Dall’epoca in cui fu uno dei centri culturali di Tokyo, il quartiere di Shinjuku ha conosciuto dei profondi cambiamenti.
Dopo aver passato i primi venticinque anni a Tokyo, posso affermare più che mai che sono davvero innamorato di questa città. Per la sua quantità di luoghi eccitanti e dinamici la capitale non ha eguali. Tuttavia, e me ne dispiace, il solo punto negativo rispetto a Parigi, Londra o Roma, è la debolezza del suo patrimonio urbanistico e architettonico. Dopo essere stato distrutto ben più di una volta a causa di catastrofi naturali o per cause umane, non restano che poche testimonianze del suo passato; ossia il periodo, relativamente recente, del dopoguerra.
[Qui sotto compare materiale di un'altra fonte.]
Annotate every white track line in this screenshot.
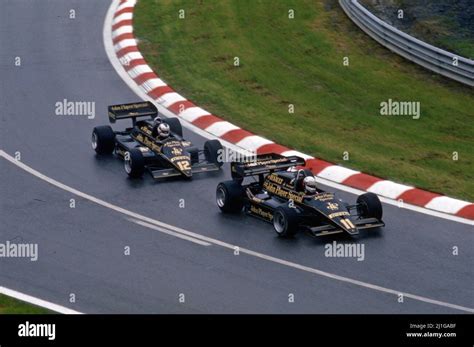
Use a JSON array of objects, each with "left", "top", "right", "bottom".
[
  {"left": 0, "top": 150, "right": 474, "bottom": 313},
  {"left": 0, "top": 286, "right": 83, "bottom": 314},
  {"left": 127, "top": 218, "right": 211, "bottom": 246},
  {"left": 102, "top": 0, "right": 474, "bottom": 225}
]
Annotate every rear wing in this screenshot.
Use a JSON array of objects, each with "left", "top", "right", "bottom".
[
  {"left": 108, "top": 101, "right": 158, "bottom": 123},
  {"left": 230, "top": 153, "right": 306, "bottom": 178}
]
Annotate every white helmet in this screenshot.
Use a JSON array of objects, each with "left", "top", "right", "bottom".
[
  {"left": 156, "top": 123, "right": 170, "bottom": 139},
  {"left": 303, "top": 176, "right": 316, "bottom": 194}
]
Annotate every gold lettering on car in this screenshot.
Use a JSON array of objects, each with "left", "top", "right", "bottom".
[{"left": 171, "top": 147, "right": 183, "bottom": 155}]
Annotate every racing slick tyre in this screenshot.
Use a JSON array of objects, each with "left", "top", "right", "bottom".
[
  {"left": 216, "top": 181, "right": 244, "bottom": 213},
  {"left": 357, "top": 193, "right": 382, "bottom": 220},
  {"left": 91, "top": 125, "right": 115, "bottom": 154},
  {"left": 123, "top": 148, "right": 145, "bottom": 178},
  {"left": 163, "top": 118, "right": 183, "bottom": 137},
  {"left": 204, "top": 140, "right": 224, "bottom": 167},
  {"left": 273, "top": 204, "right": 298, "bottom": 237}
]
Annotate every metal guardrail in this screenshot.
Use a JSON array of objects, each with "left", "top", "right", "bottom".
[{"left": 339, "top": 0, "right": 474, "bottom": 87}]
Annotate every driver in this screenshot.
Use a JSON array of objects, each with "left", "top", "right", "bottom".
[
  {"left": 153, "top": 116, "right": 171, "bottom": 141},
  {"left": 156, "top": 123, "right": 170, "bottom": 141},
  {"left": 303, "top": 176, "right": 318, "bottom": 196}
]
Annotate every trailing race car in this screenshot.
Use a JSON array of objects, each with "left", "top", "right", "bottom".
[
  {"left": 216, "top": 154, "right": 385, "bottom": 236},
  {"left": 92, "top": 102, "right": 222, "bottom": 179}
]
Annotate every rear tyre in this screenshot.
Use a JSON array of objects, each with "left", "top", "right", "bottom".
[
  {"left": 204, "top": 140, "right": 224, "bottom": 167},
  {"left": 91, "top": 125, "right": 115, "bottom": 154},
  {"left": 123, "top": 148, "right": 145, "bottom": 178},
  {"left": 357, "top": 193, "right": 383, "bottom": 220},
  {"left": 216, "top": 181, "right": 244, "bottom": 213},
  {"left": 273, "top": 204, "right": 298, "bottom": 237},
  {"left": 186, "top": 146, "right": 199, "bottom": 165},
  {"left": 163, "top": 118, "right": 183, "bottom": 137}
]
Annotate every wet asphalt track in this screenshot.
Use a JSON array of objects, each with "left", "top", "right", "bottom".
[{"left": 0, "top": 0, "right": 474, "bottom": 313}]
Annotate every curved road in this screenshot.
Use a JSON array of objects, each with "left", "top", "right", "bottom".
[{"left": 0, "top": 0, "right": 474, "bottom": 313}]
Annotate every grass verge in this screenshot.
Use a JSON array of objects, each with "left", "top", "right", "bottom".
[
  {"left": 134, "top": 0, "right": 474, "bottom": 201},
  {"left": 0, "top": 294, "right": 53, "bottom": 314}
]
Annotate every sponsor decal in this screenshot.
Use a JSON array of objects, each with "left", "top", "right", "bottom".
[
  {"left": 263, "top": 180, "right": 304, "bottom": 203},
  {"left": 250, "top": 205, "right": 273, "bottom": 221},
  {"left": 110, "top": 102, "right": 150, "bottom": 112}
]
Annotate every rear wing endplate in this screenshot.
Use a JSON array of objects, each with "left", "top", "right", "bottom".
[
  {"left": 230, "top": 153, "right": 306, "bottom": 178},
  {"left": 108, "top": 101, "right": 158, "bottom": 123}
]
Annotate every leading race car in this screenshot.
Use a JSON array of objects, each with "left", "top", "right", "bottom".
[
  {"left": 216, "top": 154, "right": 385, "bottom": 236},
  {"left": 92, "top": 102, "right": 222, "bottom": 179}
]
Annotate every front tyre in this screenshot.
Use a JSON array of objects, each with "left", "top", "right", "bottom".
[
  {"left": 91, "top": 125, "right": 115, "bottom": 154},
  {"left": 216, "top": 181, "right": 244, "bottom": 213},
  {"left": 273, "top": 205, "right": 298, "bottom": 237},
  {"left": 123, "top": 148, "right": 145, "bottom": 178},
  {"left": 204, "top": 140, "right": 224, "bottom": 167},
  {"left": 163, "top": 118, "right": 183, "bottom": 137},
  {"left": 357, "top": 193, "right": 383, "bottom": 220}
]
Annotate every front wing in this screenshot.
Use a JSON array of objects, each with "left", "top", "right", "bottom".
[
  {"left": 308, "top": 218, "right": 385, "bottom": 236},
  {"left": 148, "top": 163, "right": 219, "bottom": 179}
]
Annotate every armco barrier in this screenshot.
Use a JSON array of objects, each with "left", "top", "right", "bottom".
[{"left": 339, "top": 0, "right": 474, "bottom": 87}]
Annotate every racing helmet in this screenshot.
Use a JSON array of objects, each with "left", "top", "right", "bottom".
[
  {"left": 153, "top": 116, "right": 165, "bottom": 126},
  {"left": 156, "top": 123, "right": 171, "bottom": 139},
  {"left": 303, "top": 176, "right": 316, "bottom": 194}
]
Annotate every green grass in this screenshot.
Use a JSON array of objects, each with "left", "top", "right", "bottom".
[
  {"left": 0, "top": 294, "right": 53, "bottom": 314},
  {"left": 134, "top": 0, "right": 474, "bottom": 201}
]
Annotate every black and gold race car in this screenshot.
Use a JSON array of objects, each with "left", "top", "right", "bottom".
[
  {"left": 216, "top": 154, "right": 385, "bottom": 236},
  {"left": 92, "top": 102, "right": 222, "bottom": 179}
]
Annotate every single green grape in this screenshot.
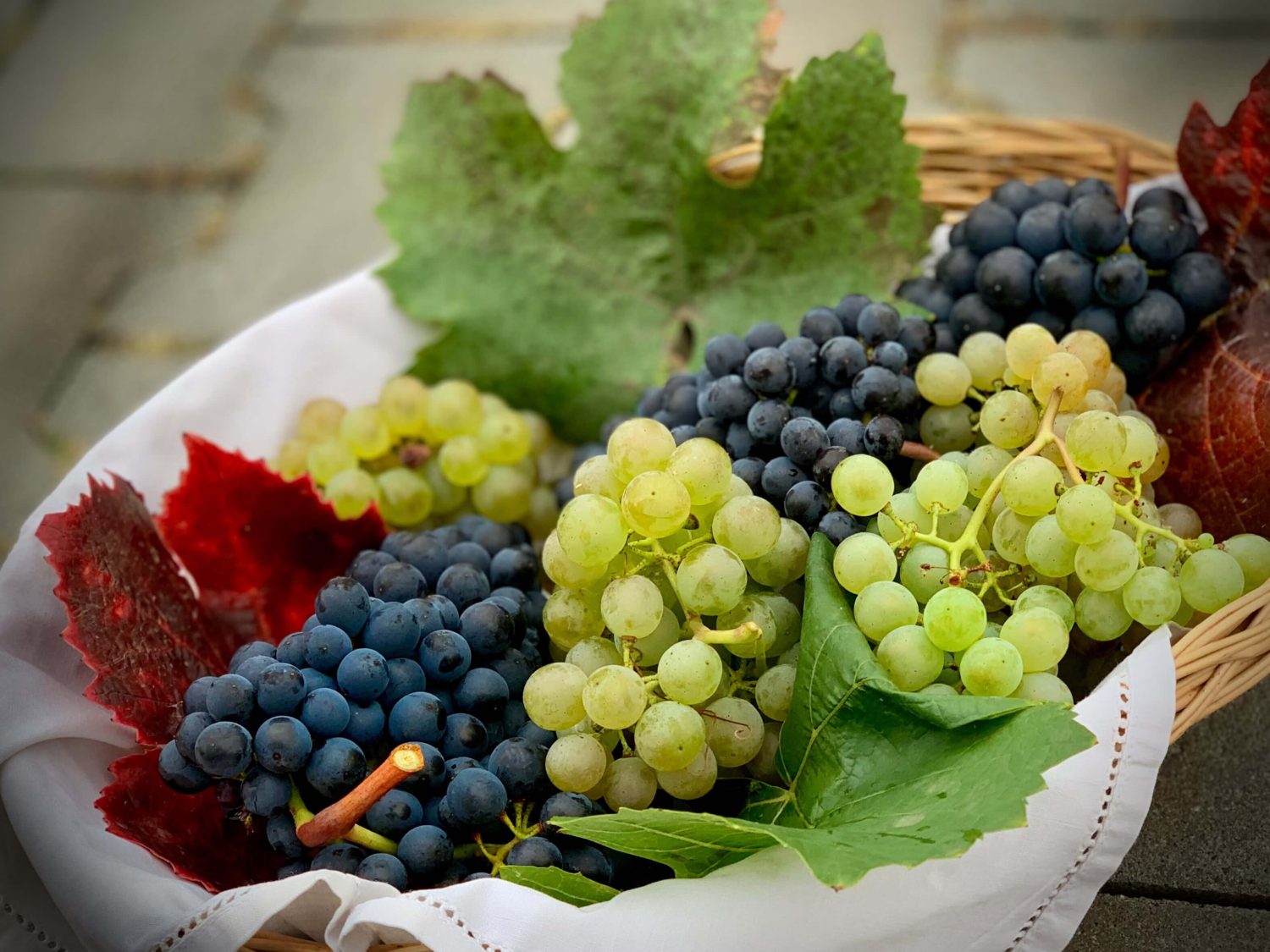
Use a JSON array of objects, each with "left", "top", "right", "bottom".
[
  {"left": 1076, "top": 589, "right": 1133, "bottom": 641},
  {"left": 833, "top": 532, "right": 904, "bottom": 596},
  {"left": 1173, "top": 548, "right": 1244, "bottom": 614},
  {"left": 853, "top": 581, "right": 919, "bottom": 642},
  {"left": 922, "top": 588, "right": 988, "bottom": 655},
  {"left": 522, "top": 662, "right": 587, "bottom": 731},
  {"left": 878, "top": 625, "right": 944, "bottom": 691},
  {"left": 831, "top": 454, "right": 896, "bottom": 515},
  {"left": 960, "top": 637, "right": 1021, "bottom": 697}
]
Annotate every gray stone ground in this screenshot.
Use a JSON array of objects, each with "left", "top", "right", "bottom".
[{"left": 0, "top": 0, "right": 1270, "bottom": 952}]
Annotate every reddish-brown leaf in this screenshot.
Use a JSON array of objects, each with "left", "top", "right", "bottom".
[
  {"left": 36, "top": 476, "right": 224, "bottom": 744},
  {"left": 1138, "top": 289, "right": 1270, "bottom": 540},
  {"left": 1178, "top": 63, "right": 1270, "bottom": 287},
  {"left": 159, "top": 434, "right": 384, "bottom": 644},
  {"left": 97, "top": 751, "right": 284, "bottom": 893}
]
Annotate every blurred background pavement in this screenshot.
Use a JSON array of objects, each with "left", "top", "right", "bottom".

Shinjuku stessa non è stata risparmiata: il 90 % della zona attorno alla stazione è stato rasato al suolo dai raid aerei americani che hanno colpito Tokyo tra il maggio e l’agosto 1945. Ciò nonostante, il quartiere ha conservato la sua rete ferroviaria di prima della guerra. Cosa ancora più incredibile, benché delle ampie zone di Shinjuku siano completamente cambiate nel corso degli ultimi sessant’anni, alcuni dei luoghi più caratteristici sono sopravvissuti al suo sviluppo urbano sfrenato.
Cominciamo con la piazza situata di fronte all’uscita Est della stazione. Ed è qui che si trovano le più antiche reliquie di Shinjuku. Oggi essa viene chiamata Minna no izumi (La fonte di tutti), ma quando Londra la offrì a Tokyo, all’inizio del XX° secolo, l’avevano battezzata Basuiso (riserva d’acqua per cavalli) poiché serviva sia agli uomini che agli animali. Attualmente esistono solo tre fontane così al mondo, tra cui questa dietro la stazione, che si intravede anche in una rara scena a colori del film Diario di un ladro di Shinjuku (Shinjuku dorobo nikki) realizzato nel 1968 da Oshima Nagisa.